Hâlâ yol, köprü, havaalanı söyleminde ısrar edenler bilsinler ki, düşman bu söylemle dalga geçiyor. Şu kerteden sonra bizim için ideal ancak hududsuz ulvî ufuklar olur ki, gerisi palavra...

Türkiye Cumhuriyeti’nin reaksiyoner politikayı yavaş yavaş terk edip, belirlenen ve Müslüman milletimizle mutabık bir istikâmete doğru aksiyoner bir hüviyete bürünmesi şart.

***

Karşı tarafın bu bir senede attığı adımlara kısaca bakacak olursak.

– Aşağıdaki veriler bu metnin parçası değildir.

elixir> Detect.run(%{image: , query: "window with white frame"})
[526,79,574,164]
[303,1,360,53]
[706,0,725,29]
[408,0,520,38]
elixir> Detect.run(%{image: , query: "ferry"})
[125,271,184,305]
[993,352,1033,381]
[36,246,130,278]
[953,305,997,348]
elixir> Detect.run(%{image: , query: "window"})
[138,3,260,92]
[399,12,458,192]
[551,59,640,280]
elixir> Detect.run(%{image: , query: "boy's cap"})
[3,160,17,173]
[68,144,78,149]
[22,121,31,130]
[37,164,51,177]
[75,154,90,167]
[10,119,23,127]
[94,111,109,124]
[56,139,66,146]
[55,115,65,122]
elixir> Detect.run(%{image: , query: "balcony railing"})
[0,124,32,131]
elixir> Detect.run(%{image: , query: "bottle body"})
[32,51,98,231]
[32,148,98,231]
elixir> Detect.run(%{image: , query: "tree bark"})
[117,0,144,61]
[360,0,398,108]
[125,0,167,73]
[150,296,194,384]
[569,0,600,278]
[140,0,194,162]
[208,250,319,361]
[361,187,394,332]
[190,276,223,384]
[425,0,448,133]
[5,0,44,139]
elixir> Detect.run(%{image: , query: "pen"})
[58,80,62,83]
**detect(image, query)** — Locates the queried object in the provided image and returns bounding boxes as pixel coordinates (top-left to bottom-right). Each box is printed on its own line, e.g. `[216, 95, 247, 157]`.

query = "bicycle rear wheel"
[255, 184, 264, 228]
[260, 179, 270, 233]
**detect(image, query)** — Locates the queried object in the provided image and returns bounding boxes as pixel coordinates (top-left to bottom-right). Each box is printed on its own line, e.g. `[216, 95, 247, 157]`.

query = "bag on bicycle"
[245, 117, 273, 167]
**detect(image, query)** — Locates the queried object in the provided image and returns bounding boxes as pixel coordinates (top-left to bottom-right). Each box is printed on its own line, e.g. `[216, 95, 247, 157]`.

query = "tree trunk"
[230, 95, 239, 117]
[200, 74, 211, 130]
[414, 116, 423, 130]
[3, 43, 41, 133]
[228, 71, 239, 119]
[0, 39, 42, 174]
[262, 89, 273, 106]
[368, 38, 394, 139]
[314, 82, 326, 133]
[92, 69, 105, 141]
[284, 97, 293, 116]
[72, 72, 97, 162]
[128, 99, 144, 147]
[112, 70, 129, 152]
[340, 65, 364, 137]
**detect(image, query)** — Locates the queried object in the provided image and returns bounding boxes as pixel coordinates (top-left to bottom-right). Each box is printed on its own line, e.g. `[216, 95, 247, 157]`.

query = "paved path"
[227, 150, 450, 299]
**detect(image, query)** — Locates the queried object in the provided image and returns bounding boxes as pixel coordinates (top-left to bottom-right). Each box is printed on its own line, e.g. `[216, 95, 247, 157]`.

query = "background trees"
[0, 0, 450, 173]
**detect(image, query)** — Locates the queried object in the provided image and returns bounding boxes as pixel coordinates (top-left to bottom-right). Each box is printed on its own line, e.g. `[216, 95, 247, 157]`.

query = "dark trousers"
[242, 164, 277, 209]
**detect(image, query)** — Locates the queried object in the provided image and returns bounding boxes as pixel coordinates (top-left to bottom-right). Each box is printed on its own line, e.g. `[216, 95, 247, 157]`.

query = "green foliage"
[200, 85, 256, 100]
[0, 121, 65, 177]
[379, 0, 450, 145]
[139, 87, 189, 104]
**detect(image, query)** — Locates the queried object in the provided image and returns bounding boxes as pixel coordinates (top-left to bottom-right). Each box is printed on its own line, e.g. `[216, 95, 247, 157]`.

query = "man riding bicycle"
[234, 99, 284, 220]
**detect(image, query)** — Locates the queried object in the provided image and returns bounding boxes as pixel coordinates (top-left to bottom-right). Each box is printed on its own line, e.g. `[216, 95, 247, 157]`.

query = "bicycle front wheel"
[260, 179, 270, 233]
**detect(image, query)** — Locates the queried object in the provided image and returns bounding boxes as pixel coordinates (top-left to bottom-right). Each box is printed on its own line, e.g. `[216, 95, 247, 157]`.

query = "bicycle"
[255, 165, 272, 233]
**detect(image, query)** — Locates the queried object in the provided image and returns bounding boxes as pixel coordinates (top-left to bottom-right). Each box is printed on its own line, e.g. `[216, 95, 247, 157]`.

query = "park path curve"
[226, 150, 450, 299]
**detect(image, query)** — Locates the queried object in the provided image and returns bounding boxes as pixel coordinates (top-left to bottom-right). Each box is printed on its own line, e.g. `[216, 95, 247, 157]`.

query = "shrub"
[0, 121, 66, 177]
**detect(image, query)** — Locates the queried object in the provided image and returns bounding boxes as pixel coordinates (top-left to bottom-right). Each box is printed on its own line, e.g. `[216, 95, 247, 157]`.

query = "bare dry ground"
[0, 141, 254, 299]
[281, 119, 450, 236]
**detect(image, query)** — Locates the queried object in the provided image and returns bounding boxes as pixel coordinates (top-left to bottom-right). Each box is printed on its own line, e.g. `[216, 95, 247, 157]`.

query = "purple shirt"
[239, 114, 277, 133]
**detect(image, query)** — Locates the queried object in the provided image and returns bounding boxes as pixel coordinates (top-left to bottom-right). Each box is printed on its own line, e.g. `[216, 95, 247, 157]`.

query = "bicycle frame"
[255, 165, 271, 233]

PYD ile ABD ittifakı malûm. Anadolu’yu fiilî olarak İslâm Âleminden tecrit etme planı son sürat devam ediyor. Bununla beraber İslâmî mücadelenin remzi hâline gelmiş ve Anadolu’nun İslâm Âlemi nazarındaki itibarının da kaynaklarından olan Gazze’de iktidarı ele geçirmeye çalışıyor. Bir diğer taraftan Türkiye’yi ekonomik olarak darboğaza sokmak için de Katar’ı hedef alıyorlar. Son bir kaç senedir bilhassa askerî planda Türkiye’ye yönelik uygulanan ambargo da sürüyor.

***

Bir Alman ajanının Gezi Parkı’na bakan bir otele kurduğu teçhizat ile dağıttığı ayaklanma bildirisi, Kemal Kılıçdaroğlu’nun “adalet” başlıklı yürüyüşü, Suriye’li mültecileri hedef alan provokasyonların gün geçtikçe büyümesi, Büyükada’da gerçekleşen ve 15 Temmuz gecesini hatırlatan toplantı, içten içe bir şeylerin bu günlerde yeniden kaynamakta olduğunun alâmeti...

***

*

Çok hesab, kitab yapıyorlar. Kurdukları denklemler muhtemelen sayfalara sığmıyor... Buna mukabil “Mutlak Faal” Allah’a dayanmayan hiçbir hesabın tutmayacağını anlayamıyorlar. Şeytanın iğvasına kapılıp zaman zaman kazandıklarını zannetseler bile, hiçbir zaman mutlak mânâda muvaffak olamayacaklar. Müslüman Anadolu İnsanı, Kemalizmin “Ilımlı İslâm” dahil her çeşidine yumruk üstüne yumruk indirmeye devam edecek ve bu topraklar yeni bir İslâmî dirilişin, şahlanışın merkezi olacak. Yazımız içinde de dediğimiz üzere, bundan sonra, biz, “dönüştürülemeyen” sınıfına geçmiş bulunuyoruz; ve muhtemeldir ki, bizimle alâkalı hesabların yapıldığı defter kapağında, artık “yok edilmesi gereken” başlığı yazıyordur. Vazgeçmeyecekler ve bilin ki bundan sonrası çok daha çetin olacak. Eşyanın tabiatı gereği, böylesi çetin dönemlerin aynı zamanda sahte ile hakiki olanı da ayrıştıran bir keyfiyete haiz olacağı muhakkak. Muhtemeldir ki azalarak çoğalacak ve güçleneceğiz. Nihayetinde de Allah’ın izniyle biz kazanacağız.

*

Son sözümüz de, tüm bu işlerin arkasında kâh avuçlarını oğuşturan, kah kan ter içinde tir tir titreyen Yahudiye olsun: Biz, Allah’ın yeryüzüne halife kıldığı, cismen ve ruhen insan olan Müslümanlar, Davut Yıldızı’nın hakiki mirasçıları; size, toprağın altından başka üstünde hiçbir şey vadetmiyoruz. Bunu da böyle bilin.

Her daim teyakkuzdayız, hazır ve nazır... Hesab insanlık çapında kabarık, sakın geç kalmayın, tez bekleriz.